During a Tuesday night meeting, Garland Commissioners approved a charter amendment to change the mayoral term to two years. It was previously four. The decision followed a public hearing in January, which was a result of debate between commissioners in 2015. Mayor Pro Tem Haywood Johnson and Commissioner Ralph Smith requested the change. Their reasoning was to give residents a chance to select a new leader if they were not satisfied with the mayor’s actions.
Commissioner Judy C. Smith made a statement regarding the mayoral term and voted against it. She wants it to be consistent with other commissioner terms, which are four years. She expressed her thoughts for the record.
“I’d like for the citizens of Garland to know that I have no problem with changing the term of mayor to two years as recommended by the majority of commissioners,” Smith said. “However, I do feel that the commissioner term needs to be consistent with the mayoral term needs to be consistent for the reasons given being that it gives the citizens of Garland an increased opportunity to vacate an individual from a position of service, I feel the same to be true of the commissioner seat as well, and believe it to be in order that both commissioner and mayoral terms be consistent.”
Mayor Winifred Murphy, who was not present, also disagrees with the change since Garland is such a small town without a manager, which leaves commissioners having to deal with infrastructure needs. She believes a couple of years is not enough for a mayor to accomplish things. Murphy believes “the importance of collective visioning, continuity of services, and long-range planning will be compromised.”
Garland’s mayor-council government consists of one mayor and five commissioners. One member serves as mayor pro tem.
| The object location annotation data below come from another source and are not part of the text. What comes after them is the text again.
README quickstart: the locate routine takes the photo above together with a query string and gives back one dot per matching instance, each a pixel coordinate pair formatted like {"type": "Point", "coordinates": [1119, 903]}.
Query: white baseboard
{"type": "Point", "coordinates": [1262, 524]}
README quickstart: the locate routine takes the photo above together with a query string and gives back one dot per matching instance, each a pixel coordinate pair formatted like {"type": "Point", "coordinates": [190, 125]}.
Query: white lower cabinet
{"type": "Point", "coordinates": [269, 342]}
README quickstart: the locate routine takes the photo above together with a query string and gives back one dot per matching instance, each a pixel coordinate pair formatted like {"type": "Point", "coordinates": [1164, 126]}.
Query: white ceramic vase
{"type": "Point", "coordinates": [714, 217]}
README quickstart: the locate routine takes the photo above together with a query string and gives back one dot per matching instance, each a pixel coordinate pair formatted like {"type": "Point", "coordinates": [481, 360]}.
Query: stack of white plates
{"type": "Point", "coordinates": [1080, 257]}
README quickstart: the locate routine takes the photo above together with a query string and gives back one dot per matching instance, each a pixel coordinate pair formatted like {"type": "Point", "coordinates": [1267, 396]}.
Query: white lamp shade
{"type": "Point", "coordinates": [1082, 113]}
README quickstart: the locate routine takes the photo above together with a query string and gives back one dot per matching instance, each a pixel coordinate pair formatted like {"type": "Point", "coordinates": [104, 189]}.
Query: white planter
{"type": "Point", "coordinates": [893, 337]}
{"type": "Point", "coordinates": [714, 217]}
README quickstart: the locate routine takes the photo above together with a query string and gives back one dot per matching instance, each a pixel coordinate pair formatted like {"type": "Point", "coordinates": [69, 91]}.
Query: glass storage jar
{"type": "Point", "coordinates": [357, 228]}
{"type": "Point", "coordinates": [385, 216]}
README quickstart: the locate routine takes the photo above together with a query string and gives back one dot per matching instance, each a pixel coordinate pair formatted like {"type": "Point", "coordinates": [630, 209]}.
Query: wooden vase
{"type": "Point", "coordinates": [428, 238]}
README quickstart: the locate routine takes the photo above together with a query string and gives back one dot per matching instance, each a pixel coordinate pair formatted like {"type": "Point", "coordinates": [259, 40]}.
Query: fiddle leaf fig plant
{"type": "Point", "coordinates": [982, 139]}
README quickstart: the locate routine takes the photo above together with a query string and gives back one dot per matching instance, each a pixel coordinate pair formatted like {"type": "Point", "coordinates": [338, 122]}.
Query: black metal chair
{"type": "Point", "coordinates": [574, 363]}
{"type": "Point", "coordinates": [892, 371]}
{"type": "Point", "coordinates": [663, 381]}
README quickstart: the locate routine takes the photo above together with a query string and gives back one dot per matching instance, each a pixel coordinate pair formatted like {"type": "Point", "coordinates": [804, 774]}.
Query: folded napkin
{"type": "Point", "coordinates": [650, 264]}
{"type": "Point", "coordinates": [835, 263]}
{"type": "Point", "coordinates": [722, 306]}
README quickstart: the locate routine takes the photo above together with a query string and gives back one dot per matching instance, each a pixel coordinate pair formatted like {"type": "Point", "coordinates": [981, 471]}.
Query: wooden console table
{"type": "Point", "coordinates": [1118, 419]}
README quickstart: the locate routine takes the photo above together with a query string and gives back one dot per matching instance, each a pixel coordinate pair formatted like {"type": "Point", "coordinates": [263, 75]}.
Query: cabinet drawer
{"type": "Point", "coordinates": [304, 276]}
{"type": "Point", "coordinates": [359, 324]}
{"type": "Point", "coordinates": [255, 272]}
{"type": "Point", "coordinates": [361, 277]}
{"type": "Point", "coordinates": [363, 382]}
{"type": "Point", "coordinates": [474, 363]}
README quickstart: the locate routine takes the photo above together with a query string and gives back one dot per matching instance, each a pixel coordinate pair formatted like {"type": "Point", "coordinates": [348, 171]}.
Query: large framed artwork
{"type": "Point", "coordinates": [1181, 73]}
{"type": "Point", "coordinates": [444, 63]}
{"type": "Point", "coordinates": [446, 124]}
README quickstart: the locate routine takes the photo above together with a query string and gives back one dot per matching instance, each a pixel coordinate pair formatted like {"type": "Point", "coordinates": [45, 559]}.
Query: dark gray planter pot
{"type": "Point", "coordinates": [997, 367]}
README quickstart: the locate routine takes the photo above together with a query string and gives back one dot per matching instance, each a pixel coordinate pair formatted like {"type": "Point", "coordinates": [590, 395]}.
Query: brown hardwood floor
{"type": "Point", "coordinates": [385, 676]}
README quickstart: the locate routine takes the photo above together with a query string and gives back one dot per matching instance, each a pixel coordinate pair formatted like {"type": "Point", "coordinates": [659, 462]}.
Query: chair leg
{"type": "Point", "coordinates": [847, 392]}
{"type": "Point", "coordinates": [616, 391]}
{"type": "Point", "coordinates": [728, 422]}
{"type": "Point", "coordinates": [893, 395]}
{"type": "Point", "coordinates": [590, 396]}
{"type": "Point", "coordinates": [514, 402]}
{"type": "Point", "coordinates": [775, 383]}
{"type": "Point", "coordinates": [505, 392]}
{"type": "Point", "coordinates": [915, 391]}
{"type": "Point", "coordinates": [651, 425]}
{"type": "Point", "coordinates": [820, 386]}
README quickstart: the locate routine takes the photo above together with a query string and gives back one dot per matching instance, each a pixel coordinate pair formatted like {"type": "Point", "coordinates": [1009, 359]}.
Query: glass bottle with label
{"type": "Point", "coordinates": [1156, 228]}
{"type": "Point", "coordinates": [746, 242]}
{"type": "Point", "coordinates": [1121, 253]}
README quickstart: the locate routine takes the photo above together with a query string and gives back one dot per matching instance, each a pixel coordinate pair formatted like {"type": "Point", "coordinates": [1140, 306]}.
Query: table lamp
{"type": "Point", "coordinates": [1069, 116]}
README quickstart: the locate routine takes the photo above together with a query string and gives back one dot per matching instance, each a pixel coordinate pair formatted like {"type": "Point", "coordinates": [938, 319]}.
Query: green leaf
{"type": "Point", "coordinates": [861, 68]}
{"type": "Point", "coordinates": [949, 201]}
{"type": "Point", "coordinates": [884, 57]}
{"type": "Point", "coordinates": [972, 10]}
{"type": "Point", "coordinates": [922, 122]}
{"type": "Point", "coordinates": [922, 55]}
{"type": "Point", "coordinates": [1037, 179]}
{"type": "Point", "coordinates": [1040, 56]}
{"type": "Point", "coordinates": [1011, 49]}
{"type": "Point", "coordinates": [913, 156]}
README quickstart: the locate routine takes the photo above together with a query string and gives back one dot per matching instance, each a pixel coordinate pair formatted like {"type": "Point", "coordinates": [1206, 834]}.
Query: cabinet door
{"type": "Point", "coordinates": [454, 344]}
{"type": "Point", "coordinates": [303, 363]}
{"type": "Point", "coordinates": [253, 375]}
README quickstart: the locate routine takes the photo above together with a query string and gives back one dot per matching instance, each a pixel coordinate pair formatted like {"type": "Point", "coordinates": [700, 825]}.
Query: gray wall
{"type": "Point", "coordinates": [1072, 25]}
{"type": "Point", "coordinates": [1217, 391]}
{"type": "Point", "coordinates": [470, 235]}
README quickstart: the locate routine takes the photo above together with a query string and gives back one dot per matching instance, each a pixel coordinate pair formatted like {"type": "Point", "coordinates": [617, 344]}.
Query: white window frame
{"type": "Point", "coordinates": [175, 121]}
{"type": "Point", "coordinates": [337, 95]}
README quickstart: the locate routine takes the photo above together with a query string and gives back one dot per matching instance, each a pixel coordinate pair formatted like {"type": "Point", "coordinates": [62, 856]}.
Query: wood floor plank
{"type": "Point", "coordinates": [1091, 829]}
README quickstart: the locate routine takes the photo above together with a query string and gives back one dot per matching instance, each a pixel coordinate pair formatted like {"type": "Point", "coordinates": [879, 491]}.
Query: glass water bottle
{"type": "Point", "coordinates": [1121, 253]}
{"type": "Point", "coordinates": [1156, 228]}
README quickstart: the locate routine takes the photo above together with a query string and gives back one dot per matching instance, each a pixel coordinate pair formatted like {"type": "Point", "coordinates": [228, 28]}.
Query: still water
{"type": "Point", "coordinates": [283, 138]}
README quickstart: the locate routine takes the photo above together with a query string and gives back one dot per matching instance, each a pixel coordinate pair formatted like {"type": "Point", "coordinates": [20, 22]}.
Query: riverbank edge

Officials on the council serve four-year terms.
Town Clerk Pamela Cashwell said information about the new adoption will be published and will be in full force after Tuesday, Feb. 9, 2016. It will be the basis for the election in 2017. Previously, Murphy stated that she does not plan to run for another term, which expires in 2017. She was elected in 2013.
“As mayor, it is always my goal to provide leadership that will best serve the town and it is my desire for mayors after my tenure to have consistent and stable leadership,” said Murphy previously about the mayoral term.